Tampaknya hak untuk menentukan nasib sendiri berkonotasi
kepada kebebasan untuk memilih dari rakyat yang belum merdeka melalui plebisit
atau metode-metode lainnya untuk memastikan kehendak rakyat.
Ketiga, Analisa
Hukum Islam. Para Fuqaha (ahli-ahli hukum Islam) berpendapat bahwa dalam Islam
tidak terdapat keharusan untuk mendirikan suatu negara Islam. Tidak ada
sumber-sumber hukum yang konkrit bagaimana bentuk difinitif dari suatu negara
Islam. Akan tetapi untuk membentuk dan mempertahankan keberadaan suatu negara
mesti merujuk kepada hukum-hukum agama. Banyak pengalaman bangsa-bangsa di
dunia untuk membentuk suatu negara dan dalam mempertahankan keberadaan suatu negara,
tidak bisa mengelak dari keharusan untuk berperang atau menggelar perang.
Sumber hukum Islam utama yaitu Al Quran dan sumber hukum Islam kedua Al Hadis,
tidak mengatur dengan siapa boleh dan tidak boleh berperang.

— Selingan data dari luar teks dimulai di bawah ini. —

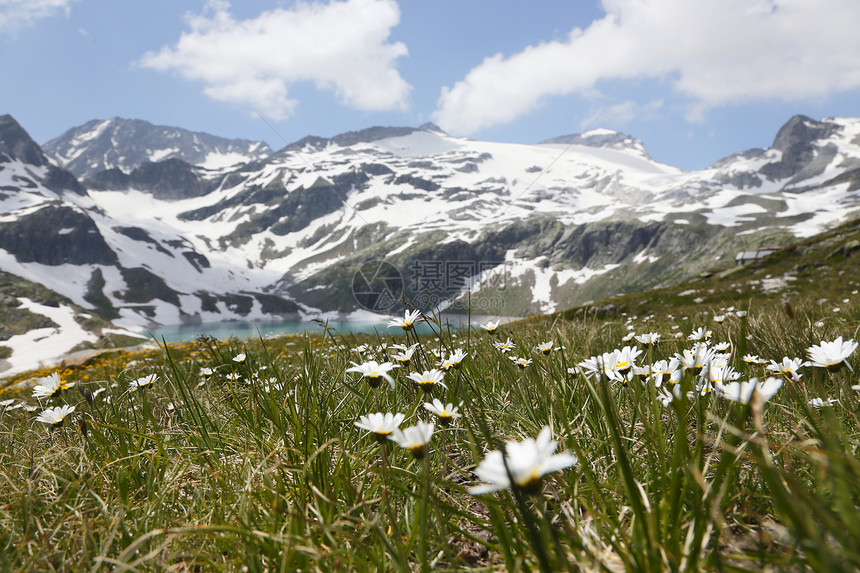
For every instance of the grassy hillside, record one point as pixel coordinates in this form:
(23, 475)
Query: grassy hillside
(245, 455)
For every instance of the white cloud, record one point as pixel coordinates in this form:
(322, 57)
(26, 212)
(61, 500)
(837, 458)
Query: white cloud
(340, 46)
(18, 14)
(624, 112)
(713, 52)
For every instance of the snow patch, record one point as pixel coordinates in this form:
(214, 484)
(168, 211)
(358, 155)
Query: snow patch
(45, 345)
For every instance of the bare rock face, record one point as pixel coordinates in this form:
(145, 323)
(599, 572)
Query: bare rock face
(56, 235)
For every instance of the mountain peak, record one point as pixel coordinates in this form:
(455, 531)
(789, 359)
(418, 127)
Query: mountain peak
(16, 143)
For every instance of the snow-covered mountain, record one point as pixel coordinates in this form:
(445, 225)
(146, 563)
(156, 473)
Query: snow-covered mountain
(126, 144)
(365, 218)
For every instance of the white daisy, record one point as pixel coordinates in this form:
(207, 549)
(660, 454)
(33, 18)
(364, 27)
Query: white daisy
(527, 462)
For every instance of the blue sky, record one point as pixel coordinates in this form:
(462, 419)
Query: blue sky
(695, 81)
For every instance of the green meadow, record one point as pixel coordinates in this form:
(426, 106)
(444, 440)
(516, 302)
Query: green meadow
(708, 426)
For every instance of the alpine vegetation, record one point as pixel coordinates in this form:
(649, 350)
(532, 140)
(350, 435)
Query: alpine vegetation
(666, 441)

Akan tetapi menurut sumber hukum Islam yang ketiga, yaitu
Ijmak (kesepakatan para ulama) dengan tegas telah memfatwakan bahwa karena 3
alasan, Islam membenarkan bahkan mewajibkan untuk menggelar perang. Dan
seseorang yang mati karena berperang dengan 3 alasan itu, akan mendapat pahala
syahid.
Alasan-alasan berperang, yaitu 1) kalau diserang oleh suatu
negara asing. Tidak dijalaskan negara yang menyerang itu beragama Islam ataupun
bukan,
2) kalau dizalimi.
Baik terhadap nyawa atau pun harta, oleh siapapun, termasuk kalau dizalimi oleh
aparat negara sendiri, jelas melanggar HAM.
3) kalau agama
dilecehkan dan dihambat kesempatan beribadah.

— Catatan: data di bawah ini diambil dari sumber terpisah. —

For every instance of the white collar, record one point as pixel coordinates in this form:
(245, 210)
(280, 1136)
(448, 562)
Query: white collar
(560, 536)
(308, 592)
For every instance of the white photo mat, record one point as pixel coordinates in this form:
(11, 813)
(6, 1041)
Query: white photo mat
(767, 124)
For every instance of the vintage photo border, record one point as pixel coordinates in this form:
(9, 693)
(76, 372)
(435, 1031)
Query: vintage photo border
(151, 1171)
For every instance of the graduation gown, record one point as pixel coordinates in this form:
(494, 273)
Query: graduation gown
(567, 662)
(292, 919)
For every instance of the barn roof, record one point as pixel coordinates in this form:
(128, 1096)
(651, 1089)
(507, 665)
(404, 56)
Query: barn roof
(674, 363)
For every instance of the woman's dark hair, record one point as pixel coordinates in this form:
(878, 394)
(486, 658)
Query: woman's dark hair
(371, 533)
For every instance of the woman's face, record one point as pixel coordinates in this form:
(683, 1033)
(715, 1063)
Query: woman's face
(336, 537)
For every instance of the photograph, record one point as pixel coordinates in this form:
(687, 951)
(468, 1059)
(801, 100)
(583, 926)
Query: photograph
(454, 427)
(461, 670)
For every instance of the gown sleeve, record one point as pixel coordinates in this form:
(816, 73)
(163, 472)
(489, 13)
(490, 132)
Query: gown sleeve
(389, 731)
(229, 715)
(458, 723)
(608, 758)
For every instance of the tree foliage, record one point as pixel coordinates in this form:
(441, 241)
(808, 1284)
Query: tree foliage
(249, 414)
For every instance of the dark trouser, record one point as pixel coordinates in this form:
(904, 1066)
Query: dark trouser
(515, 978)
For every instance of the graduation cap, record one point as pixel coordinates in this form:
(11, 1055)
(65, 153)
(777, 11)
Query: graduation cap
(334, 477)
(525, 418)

Teungku Sofyan menjelaskan bahwa konflik bersenjata (perang)
yang terjadi di Aceh, memang tidak dapat dikaitkan dengan alasan pertama dan
ketiga. Tapi, yang menjadi landasan adalah alasan kedua yaitu karena dizalimi
oleh aparat negara terhadap nyawa dan harta. Alasan itulah yang merasupi
semangat juang para prajurit TNA yang bertempur di lapangan.

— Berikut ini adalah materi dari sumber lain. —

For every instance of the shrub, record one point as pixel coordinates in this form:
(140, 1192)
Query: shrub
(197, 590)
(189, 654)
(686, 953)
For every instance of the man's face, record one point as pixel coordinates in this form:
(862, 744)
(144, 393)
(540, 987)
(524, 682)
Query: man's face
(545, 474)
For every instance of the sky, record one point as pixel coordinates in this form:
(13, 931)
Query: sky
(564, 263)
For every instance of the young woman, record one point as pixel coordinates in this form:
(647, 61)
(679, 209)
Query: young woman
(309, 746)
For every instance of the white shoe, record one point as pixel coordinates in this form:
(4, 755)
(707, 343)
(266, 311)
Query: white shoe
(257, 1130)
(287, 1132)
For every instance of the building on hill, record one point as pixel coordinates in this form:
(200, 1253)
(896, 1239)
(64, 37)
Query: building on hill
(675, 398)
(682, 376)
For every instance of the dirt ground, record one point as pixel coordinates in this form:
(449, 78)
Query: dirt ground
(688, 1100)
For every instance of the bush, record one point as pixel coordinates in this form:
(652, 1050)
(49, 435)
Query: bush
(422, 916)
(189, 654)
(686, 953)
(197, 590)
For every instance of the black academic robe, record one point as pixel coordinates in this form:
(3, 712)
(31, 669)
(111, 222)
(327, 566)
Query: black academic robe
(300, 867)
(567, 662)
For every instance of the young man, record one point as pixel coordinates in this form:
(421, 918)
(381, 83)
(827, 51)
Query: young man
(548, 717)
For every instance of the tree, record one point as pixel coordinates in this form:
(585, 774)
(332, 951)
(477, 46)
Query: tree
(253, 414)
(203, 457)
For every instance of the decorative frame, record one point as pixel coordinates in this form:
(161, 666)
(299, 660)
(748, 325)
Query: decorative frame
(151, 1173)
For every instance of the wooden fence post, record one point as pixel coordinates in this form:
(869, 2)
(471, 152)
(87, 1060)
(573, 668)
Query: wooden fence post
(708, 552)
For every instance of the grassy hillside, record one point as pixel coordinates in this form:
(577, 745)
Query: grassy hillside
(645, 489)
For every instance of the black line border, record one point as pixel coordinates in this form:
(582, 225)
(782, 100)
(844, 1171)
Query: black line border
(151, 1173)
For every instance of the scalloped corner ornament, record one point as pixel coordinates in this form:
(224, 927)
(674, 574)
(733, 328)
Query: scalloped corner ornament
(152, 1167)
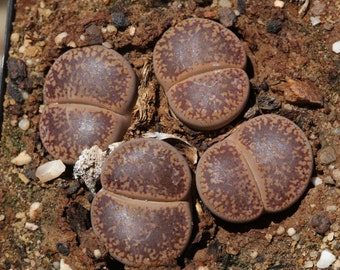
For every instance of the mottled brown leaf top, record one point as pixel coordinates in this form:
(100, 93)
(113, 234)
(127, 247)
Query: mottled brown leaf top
(141, 213)
(89, 93)
(265, 165)
(199, 64)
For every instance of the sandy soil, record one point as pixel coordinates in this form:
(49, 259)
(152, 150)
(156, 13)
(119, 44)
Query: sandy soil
(282, 47)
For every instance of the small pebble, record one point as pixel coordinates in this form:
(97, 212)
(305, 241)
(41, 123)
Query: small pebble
(279, 4)
(15, 37)
(203, 2)
(24, 124)
(20, 215)
(316, 181)
(254, 254)
(31, 226)
(132, 31)
(227, 17)
(318, 8)
(329, 180)
(35, 211)
(50, 170)
(119, 20)
(22, 159)
(308, 264)
(59, 38)
(330, 236)
(336, 265)
(321, 223)
(291, 231)
(303, 92)
(315, 20)
(280, 230)
(64, 266)
(269, 237)
(296, 237)
(63, 248)
(328, 26)
(336, 174)
(23, 178)
(97, 254)
(273, 26)
(331, 208)
(327, 155)
(336, 46)
(326, 259)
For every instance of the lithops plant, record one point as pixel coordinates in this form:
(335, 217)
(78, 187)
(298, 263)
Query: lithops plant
(264, 166)
(141, 213)
(89, 93)
(200, 63)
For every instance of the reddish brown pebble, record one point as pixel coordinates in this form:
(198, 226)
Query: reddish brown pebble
(89, 93)
(321, 223)
(265, 166)
(303, 93)
(141, 213)
(200, 65)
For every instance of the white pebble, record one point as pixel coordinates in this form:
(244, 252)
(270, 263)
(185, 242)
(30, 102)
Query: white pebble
(15, 37)
(50, 170)
(97, 254)
(132, 31)
(308, 264)
(316, 181)
(64, 266)
(20, 215)
(326, 259)
(24, 124)
(59, 38)
(315, 20)
(336, 46)
(331, 208)
(35, 210)
(31, 226)
(111, 28)
(254, 254)
(296, 237)
(330, 236)
(280, 230)
(279, 4)
(291, 231)
(22, 159)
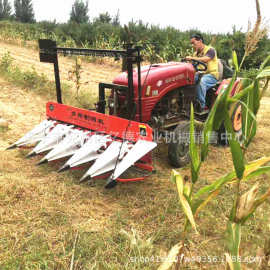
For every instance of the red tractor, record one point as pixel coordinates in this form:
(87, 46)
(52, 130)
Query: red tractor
(142, 103)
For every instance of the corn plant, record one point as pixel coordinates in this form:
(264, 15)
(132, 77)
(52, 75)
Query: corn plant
(243, 205)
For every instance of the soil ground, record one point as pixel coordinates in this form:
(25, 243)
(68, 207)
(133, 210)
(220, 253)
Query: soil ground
(40, 210)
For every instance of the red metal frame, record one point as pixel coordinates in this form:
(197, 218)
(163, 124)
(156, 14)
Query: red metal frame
(117, 127)
(102, 123)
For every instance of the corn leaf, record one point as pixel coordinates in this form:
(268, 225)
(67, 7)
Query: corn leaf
(265, 62)
(256, 204)
(265, 73)
(229, 261)
(215, 185)
(187, 210)
(203, 203)
(233, 242)
(193, 151)
(237, 153)
(258, 172)
(216, 117)
(235, 61)
(171, 258)
(179, 183)
(252, 169)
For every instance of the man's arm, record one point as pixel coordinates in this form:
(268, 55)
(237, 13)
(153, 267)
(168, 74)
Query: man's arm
(208, 56)
(204, 59)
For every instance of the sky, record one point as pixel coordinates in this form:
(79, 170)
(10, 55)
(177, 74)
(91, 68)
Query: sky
(212, 16)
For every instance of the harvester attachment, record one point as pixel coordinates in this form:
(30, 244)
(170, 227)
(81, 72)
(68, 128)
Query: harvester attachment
(107, 145)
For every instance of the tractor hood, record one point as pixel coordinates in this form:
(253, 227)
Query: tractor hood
(160, 74)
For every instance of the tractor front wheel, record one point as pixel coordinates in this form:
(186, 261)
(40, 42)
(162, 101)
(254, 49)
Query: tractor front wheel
(178, 149)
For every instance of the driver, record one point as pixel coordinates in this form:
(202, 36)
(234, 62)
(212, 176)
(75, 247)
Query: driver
(207, 55)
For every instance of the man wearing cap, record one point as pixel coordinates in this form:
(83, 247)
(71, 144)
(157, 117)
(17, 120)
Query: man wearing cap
(207, 55)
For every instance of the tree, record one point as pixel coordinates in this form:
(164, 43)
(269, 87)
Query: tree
(5, 9)
(79, 12)
(116, 19)
(24, 11)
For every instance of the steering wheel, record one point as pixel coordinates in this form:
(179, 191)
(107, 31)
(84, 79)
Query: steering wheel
(198, 65)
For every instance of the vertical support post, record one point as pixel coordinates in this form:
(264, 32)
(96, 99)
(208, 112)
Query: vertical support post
(57, 81)
(101, 98)
(139, 83)
(130, 96)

GAM Ingin Sempurnakan Syarat Bernegara
Menurut Teungku Sofyan Ibrahim Tiba, GAM sebagai pejuang
hak-hak Bangsa Aceh bertujuan untuk menegakkan kembali kedaulatan Negara Aceh
yang bermasalah sejak pendudukan Belanda tahun 1873. Caranya, kata Sofyan, dengan
menyempurnakan syarat-syarat sahnya Negara, yaitu a). Ada Rakyat yang mendiami suatu wilayah tertentu. b) Ada Wilayah tertentu yang menjadi basis
teritorial negara. c) Ada Pemerintah yang diakui oleh rakyatnya. d) Ada
Pengakuan Internasional, ataupun kemampuan pemerintah itu untuk mengadakan
hubungan internasional.
Dalam pembelaannya, Teungku Sofyan bersikukuh bahwa dari 4
syarat tersebut bagi GAM telah memperoleh 3 yaitu rakyat, wilayah dan
pemerintah di bawah kepemimpinan Dr. Teungku Hasan M di Tiro. Sedangkan syarat
ke-4 yaitu pengakuan internasional atau pun kemampuan pemerintah itu untuk
mengadakan hubungan internasional sedang dalam perjuangan.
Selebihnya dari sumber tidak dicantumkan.